Lincoln's speech derives its import because of these contrasts -- a bloody war over the freedom of a race, over the preservation of the principles of this country is met not with calls of revenge but for aggrieved northerners, many whom were mourning the loss of sons, brothers, and fathers, to welcome back into the fold of liberty their southern compatriots and to renew the American project together with them.

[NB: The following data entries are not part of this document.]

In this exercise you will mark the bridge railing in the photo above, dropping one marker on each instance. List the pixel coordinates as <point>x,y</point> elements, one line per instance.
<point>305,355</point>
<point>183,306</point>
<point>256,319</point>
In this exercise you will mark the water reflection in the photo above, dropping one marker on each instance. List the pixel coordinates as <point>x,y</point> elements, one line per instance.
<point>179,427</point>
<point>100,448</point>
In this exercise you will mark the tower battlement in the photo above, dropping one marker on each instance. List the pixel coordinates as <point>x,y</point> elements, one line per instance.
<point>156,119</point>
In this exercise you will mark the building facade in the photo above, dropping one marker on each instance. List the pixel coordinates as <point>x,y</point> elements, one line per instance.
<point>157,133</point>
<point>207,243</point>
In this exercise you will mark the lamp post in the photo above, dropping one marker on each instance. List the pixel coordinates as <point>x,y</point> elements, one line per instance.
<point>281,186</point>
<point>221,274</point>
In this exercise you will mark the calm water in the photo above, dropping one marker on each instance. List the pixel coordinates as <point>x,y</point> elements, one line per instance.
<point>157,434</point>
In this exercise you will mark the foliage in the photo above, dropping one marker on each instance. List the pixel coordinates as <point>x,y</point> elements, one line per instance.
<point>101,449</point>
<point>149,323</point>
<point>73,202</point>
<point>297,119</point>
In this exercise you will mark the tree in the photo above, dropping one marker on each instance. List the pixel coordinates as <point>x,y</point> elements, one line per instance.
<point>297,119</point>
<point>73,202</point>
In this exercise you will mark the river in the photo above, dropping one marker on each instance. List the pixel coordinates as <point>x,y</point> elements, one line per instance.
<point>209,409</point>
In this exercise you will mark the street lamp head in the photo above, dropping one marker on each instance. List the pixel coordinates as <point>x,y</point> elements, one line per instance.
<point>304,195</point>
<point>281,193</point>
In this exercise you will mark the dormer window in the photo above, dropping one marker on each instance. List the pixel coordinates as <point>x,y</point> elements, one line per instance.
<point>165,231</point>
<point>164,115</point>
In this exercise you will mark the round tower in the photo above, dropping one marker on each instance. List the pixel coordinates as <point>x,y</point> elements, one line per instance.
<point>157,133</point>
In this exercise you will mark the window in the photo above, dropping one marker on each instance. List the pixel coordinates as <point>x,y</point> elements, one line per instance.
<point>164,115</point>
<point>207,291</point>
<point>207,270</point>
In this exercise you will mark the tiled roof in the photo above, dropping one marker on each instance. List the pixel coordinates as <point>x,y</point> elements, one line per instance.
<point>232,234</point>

Bush's call for liberty in comparison is not only cynical and specious (liberty from what and for whom), but pales when thrown in the light of historical context. What great struggle? What great sacrifice? The war remains a war with a shifting purpose whose mission has been redefined into obscurity by all but the most dedicated pundits. It is a limited war. We apply no similar efforts to preserve the liberty of those in Darfur, or Iran, or China. Many of our supposed allies in the larger War on Terror don't even know what liberty means - witness Pakistan & Saudi Arabia. We are spreading freedom like we are rationing it from a jar of dwindling mayonaise, and of course, most oxymoronically, we are spreading freedom at the point of a gun which was fired without proper provocation. The expansion of freedom is a worthy goal and one almost all Americans share. But given the means by which and the situations in which Bush has chosen to demand freedom (as well as its apparently dim prospects both at home and abroad), the rejection of Bush's repeated argument by 54 million Americans is understandable.
But the difference between a great speech and great speechwriting (usually contracted out these days of course - esp by the verbally challenged Shrub) rests in their historical context. Churchill's speech after Dunkirk is not significant for the parsing of his words or the rhythm of his syllables, but for the dark circumstances of Britain's defeat in France which surrounded the occasion of its delivery. Correspondingly, Lincoln's Second Inaugural (appropriately capitalized) is a relevant point of comparison with Bush's own effort not simply because of the rich language and biblical cadence (nor even its amazing humility), but because it was given at the apex of the brutally destructive Civil War, when bitter feelings were everywhere, where triumphalism was an easy lure, and where the historical significance of the struggle was apparent ( the 13th amendment having just been ratified - and the preservation of the union in response to armed rebellion against democratically-arrived-at-decision imminent).
Lincoln's speech derives its import because of these contrasts -- a bloody war over the freedom of a race, over the preservation of the principles of this country is met not with calls of revenge but for aggrieved northerners, many whom were mourning the loss of sons, brothers, and fathers, to welcome back into the fold of liberty their southern compatriots and to renew the American project together with them.
Bush's call for liberty in comparison is not only cynical and specious (liberty from what and for whom), but pales when thrown in the light of historical context. What great struggle? What great sacrifice? The war remains a war with a shifting purpose whose mission has been redefined into obscurity by all but the most dedicated pundits. It is a limited war. We apply no similar efforts to preserve the liberty of those in Darfur, or Iran, or China. Many of our supposed allies in the larger War on Terror don't even know what liberty means - witness Pakistan & Saudi Arabia. We are spreading freedom like we are rationing it from a jar of dwindling mayonaise, and of course, most oxymoronically, we are spreading freedom at the point of a gun which was fired without proper provocation. The expansion of freedom is a worthy goal and one almost all Americans share. But given the means by which and the situations in which Bush has chosen to demand freedom (as well as its apparently dim prospects both at home and abroad), the rejection of Bush's repeated argument by 54 million Americans is understandable.